Your work should speak for itself—only it doesn't if you're a woman.

You’d think that simply performing well at work and helping others would be enough to get you the recognition you deserve. But as a woman you might as well shoot yourself in the foot. Not only will you be less likely to get that pat on the back, you might as well kiss goodbye (or will at least struggle to get) that overdue pay raise or promotion.

If you want to move up the ladder, you need to be your own personal cheerleader because people are less likely to do it for you. You need to brag. You need to wave your arms and point to specific results you’ve produced or accolades you’ve earned.

There are probably several reasons this idea makes you nervous. For one, you may fear you’ll actually get penalized for bragging (in which case you wouldn’t be entirely off base; we’ll cover that in just a minute). More likely, you’re simply worried that it won’t feel right to brag. After all, “your work should speak for itself”—only it doesn’t if you’re a woman. You don’t have the luxury to fail upward like the average white male, and you certainly don’t have the benefit of the doubt from those around you that you’re as accomplished as your male peers.

Still the second sex

Back in 1949, Simone de Beauvoir wrote in The Second Sex about how “the woman must ceaselessly earn a confidence not initially granted to her: at the outset she is suspect; she has to prove herself. If she is any good, she will, people say. But worth is not a given essence: it is the result of a favourable development.”

Almost a half-century later, Kathleen Hall Jamieson, director of the Annenberg Public Policy Center at the University of Pennsylvania, found that little had changed. Her 1995 book Beyond the Double Bind: Women and Leadership cited multiple studies showing how women still were not given the benefit of the doubt for their achievements. “A man’s competence is more likely to be presupposed, a woman’s questioned,” she wrote. For example, in a survey of Massachusetts lawyers, 63% of women said they had been asked by court workers whether they were attorneys—double the percentage of men who were asked the same thing.

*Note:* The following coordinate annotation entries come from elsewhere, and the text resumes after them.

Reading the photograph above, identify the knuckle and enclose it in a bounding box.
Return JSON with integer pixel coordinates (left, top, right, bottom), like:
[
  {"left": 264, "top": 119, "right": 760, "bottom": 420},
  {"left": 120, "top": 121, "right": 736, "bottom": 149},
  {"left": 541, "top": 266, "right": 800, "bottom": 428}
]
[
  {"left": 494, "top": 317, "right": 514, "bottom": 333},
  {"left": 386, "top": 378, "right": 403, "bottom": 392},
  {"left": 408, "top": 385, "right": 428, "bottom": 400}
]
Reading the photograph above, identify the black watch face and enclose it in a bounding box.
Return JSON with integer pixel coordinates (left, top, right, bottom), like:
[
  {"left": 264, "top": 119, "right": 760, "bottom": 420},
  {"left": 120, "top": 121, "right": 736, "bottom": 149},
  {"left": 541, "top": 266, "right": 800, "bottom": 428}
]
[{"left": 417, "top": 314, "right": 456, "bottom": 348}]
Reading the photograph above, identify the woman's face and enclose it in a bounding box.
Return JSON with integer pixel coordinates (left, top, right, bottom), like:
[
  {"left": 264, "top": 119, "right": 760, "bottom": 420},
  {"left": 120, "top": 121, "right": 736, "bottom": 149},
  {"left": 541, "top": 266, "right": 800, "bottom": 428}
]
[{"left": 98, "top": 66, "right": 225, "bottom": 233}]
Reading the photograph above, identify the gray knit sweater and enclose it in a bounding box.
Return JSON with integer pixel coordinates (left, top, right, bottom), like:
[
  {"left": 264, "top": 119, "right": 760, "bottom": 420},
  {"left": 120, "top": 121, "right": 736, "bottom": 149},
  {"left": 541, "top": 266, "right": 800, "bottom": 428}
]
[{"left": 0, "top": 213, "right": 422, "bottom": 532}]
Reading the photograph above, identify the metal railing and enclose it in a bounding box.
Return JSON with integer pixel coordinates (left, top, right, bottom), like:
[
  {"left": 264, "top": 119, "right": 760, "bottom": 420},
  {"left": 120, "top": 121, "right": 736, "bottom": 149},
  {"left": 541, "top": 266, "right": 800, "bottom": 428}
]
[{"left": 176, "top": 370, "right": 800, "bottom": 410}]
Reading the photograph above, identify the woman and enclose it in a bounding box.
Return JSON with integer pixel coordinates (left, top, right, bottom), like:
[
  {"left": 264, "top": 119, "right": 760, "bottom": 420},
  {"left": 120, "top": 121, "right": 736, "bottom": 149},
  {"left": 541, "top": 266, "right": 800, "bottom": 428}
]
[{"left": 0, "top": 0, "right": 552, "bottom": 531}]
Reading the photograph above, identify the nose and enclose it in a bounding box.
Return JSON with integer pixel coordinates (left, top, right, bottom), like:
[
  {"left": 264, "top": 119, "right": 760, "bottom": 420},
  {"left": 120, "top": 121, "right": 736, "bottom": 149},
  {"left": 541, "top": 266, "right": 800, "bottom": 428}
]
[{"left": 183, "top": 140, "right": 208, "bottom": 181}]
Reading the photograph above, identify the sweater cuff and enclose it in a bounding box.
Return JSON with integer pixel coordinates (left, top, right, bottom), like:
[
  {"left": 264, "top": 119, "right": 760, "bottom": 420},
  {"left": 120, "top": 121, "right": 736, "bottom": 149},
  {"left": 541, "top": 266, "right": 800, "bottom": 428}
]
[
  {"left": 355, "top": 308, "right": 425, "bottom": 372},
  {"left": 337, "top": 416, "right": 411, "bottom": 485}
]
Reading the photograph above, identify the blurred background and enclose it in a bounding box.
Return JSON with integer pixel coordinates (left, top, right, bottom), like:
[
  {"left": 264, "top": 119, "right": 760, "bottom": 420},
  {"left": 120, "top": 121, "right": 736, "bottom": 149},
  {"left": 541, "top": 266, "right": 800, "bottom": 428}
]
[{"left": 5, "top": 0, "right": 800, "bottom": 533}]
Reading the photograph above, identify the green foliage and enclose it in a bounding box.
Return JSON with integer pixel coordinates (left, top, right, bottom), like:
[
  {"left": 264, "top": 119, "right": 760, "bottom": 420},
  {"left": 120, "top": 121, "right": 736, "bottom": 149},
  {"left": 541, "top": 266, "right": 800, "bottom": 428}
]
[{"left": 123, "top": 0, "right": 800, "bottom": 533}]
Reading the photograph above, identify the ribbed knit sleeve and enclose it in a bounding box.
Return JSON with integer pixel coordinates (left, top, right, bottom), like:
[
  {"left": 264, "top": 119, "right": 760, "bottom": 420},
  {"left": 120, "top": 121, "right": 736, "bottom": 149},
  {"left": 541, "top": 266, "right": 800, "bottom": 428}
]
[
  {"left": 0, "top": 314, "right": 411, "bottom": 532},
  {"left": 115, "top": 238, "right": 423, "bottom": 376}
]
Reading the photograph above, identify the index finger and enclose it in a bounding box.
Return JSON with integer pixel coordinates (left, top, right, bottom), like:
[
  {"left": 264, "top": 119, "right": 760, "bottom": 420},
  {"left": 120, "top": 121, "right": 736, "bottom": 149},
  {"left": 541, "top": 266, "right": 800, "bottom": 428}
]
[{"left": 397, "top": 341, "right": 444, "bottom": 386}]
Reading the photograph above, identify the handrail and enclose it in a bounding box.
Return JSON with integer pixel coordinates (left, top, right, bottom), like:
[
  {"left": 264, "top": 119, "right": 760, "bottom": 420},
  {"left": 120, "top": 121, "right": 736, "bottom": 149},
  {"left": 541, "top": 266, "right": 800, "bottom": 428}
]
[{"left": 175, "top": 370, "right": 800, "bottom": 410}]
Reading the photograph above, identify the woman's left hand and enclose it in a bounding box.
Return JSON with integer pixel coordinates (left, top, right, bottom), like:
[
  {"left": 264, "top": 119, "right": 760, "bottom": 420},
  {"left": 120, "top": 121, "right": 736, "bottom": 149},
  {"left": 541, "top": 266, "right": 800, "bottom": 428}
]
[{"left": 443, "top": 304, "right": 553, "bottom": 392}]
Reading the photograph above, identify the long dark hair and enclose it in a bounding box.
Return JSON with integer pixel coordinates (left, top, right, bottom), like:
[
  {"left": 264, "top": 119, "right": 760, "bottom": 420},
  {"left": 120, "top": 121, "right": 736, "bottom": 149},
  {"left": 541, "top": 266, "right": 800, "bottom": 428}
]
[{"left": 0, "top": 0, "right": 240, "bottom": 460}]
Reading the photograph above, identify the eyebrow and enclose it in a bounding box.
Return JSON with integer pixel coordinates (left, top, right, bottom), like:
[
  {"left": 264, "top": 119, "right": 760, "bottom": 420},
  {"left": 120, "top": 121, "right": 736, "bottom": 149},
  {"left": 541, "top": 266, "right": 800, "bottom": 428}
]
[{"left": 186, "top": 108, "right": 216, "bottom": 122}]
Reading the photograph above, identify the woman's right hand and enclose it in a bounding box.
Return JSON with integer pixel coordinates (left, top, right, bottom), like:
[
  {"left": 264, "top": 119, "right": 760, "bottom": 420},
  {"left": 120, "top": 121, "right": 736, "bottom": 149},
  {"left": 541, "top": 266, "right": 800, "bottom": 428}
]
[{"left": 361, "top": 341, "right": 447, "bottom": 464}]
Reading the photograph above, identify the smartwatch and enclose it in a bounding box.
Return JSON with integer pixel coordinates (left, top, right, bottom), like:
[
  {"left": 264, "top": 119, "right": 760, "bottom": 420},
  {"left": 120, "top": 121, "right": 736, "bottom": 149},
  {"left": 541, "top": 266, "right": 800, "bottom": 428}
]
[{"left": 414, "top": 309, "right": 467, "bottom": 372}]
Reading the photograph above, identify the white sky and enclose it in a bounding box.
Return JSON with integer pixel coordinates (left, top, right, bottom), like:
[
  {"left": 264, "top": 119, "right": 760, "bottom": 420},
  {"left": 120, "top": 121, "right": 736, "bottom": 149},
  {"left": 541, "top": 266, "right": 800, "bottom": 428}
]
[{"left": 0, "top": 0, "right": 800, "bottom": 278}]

Our insistence that women provide ample proof of their skill before we trust that they know what they’re talking about, combined with the presupposition that men belong and are capable until proven otherwise, has given rise to behaviors like “he-peating“—which is the act of a woman saying one thing, and a man then repeating the idea, at which point it’s accepted with authority, perhaps seen as brilliant, and almost certainly remembered as being his idea in the first place. The dichotomy in how we view women and men around the table also might explain why women are interrupted more by both genders—it’s not just men who are skeptical of their female peers.

Even taking human interaction out of the equation doesn’t help. In 2016, a study in the American Sociological Review (paywall) showed that when two identical lawyer résumés were sent out with traditional male and female names on them, the male candidate was three times more likely to be called into an interview.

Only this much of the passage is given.